Lab 7: RISC-V Processor with DRAM and Caches

Lab 7 due date: Friday, November 18, 2016, at 11:59:59 PM EST.

Your deliverables for Lab 7 are:

your answers to Exercises 1, 2, and 4 in WithoutCache.bsv and WithCache.bsv

your answers to Discussion Questions 1 through 3 in discussion.txt

Introduction

Now, you have a 6-stage pipelined RISC-V processor with branch target and direction predictors (a BTB and a BHT). Unfortunately, your processor is limited to running programs that can fit in a 256 KB FPGA block RAM. This works fine for the small benchmark programs we are running, such as a 250-item quicksort, but most interesting applications are (much) larger than 256 KB. Luckily, the FPGA boards we are using have 1 GB of DDR3 DRAM accessible by the FPGA. This is great for storing large programs, but this may hurt the performance since DRAM has comparatively long read latencies.

This lab will focus on using DRAM instead of block RAM for main program and data storage to store larger programs and adding caches to reduce the performance penalty from long-latency DRAM loads.

First, you will write a translator module that translates CPU memory requests into DRAM requests. This module vastly expands your program storage space, but your program will run much more slowly because you read from DRAM in almost every cycle. Next, you will implement a cache to reduce the amount of times you need to read from the DRAM, therefore improving your processors performance. Finally, you will synthesize your design for an FPGA and run very large benchmarks that require DRAM and very long-running benchmarks that require an FPGA.

Change in Testing Infrastructure

It would take a long time to run all the assembly tests if we had to reconfigure the FPGA every time (reconfiguring the FPGA takes about a minute). Since we're not changing the hardware, we'll only configure the FPGA once, and then perform a soft reset each time we want to run a new test. The software test bench (located in scemi/Tb.cpp) will initiate soft resets, write the *.vmh file of successive test programs to your FPGA's DRAM, and start new tests. Before starting each test, the software test bench will also print out the name of your benchmark, to aid in debugging.
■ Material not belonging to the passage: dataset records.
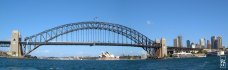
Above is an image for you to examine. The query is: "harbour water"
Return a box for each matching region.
[0,56,227,70]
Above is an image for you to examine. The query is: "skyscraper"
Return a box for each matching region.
[191,43,196,48]
[177,36,183,47]
[173,38,179,47]
[187,40,191,48]
[199,38,206,48]
[207,40,211,49]
[217,36,223,49]
[161,38,167,57]
[211,36,216,49]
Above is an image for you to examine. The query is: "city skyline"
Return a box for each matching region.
[0,0,228,56]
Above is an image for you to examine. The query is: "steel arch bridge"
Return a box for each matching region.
[21,21,161,56]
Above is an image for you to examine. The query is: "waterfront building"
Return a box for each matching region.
[217,36,223,49]
[187,40,191,48]
[207,40,211,49]
[211,36,216,49]
[177,36,183,47]
[195,44,200,48]
[173,38,179,47]
[191,43,196,48]
[199,38,206,49]
[161,38,167,57]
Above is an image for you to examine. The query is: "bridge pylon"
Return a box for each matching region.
[8,30,23,57]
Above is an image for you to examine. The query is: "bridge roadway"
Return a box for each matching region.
[0,41,159,48]
[0,41,202,51]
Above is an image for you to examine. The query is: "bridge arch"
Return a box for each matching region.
[24,21,158,55]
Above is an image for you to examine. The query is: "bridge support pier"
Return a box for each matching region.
[8,30,23,57]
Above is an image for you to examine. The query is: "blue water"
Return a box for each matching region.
[0,57,228,70]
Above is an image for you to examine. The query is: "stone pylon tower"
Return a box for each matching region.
[9,30,23,57]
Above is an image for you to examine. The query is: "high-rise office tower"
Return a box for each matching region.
[160,38,167,57]
[186,40,191,48]
[217,36,223,49]
[199,38,206,48]
[207,40,211,49]
[191,43,196,48]
[211,36,216,49]
[177,36,183,47]
[173,38,179,47]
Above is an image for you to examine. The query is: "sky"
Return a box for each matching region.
[0,0,228,57]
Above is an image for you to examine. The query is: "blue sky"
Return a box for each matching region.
[0,0,228,56]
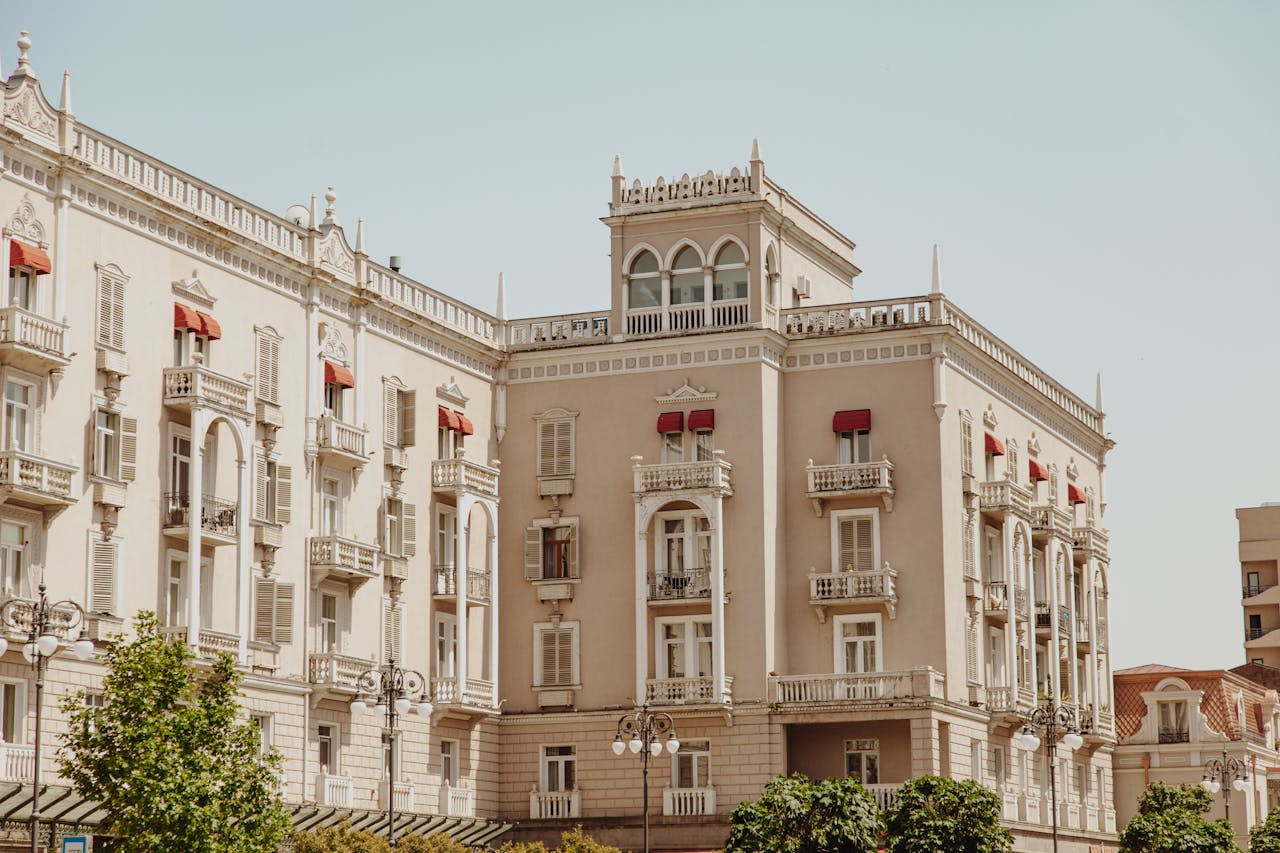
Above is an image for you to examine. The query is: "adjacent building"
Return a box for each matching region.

In software simulation (without the FPGA), we will also simulate the process of writing *.vmh files to DRAM, so simulation time will be longer than before, too.

Below are example commands to simulate a processor named withoutcache, which we will build in Exercise 1 of this lab, using assembly tests simple.S and add.S:

$ cd scemi/sim
$ ./withoutcache_dut > log.txt &
$ ./tb ../../programs/build/assembly/vmh/simple.riscv.vmh ../../programs/build/assembly/vmh/add.riscv.vmh

Here are the sample outputs:

---- ../../programs/build/assembly/vmh/simple.riscv.vmh ----
1196
103
PASSED

---- ../../programs/build/assembly/vmh/add.riscv.vmh ----
5635
427
PASSED

SceMi Service thread finished!

We also provide two scripts run_asm.sh and run_bmarks.sh to run all assembly tests and benchmarks respectively. For example, we can use the following commands to test processor withoutcache:

$ ./run_asm.sh withoutcache
$ ./run_bmarks.sh withoutcache

The standard outputs of BSV will be redirected to asm.log and bmarks.log respectively.

DRAM Interface

The VC707 FPGA board you will use in this class has 1 GB of DDR3 DRAM. DDR3 memory has a 64-bit wide data bus, but eight 64-bit chunks are sent per transfer, so effectively it acts like a 512-bit-wide memory. DDR3 memories have high throughput, but they also have high latencies for reads.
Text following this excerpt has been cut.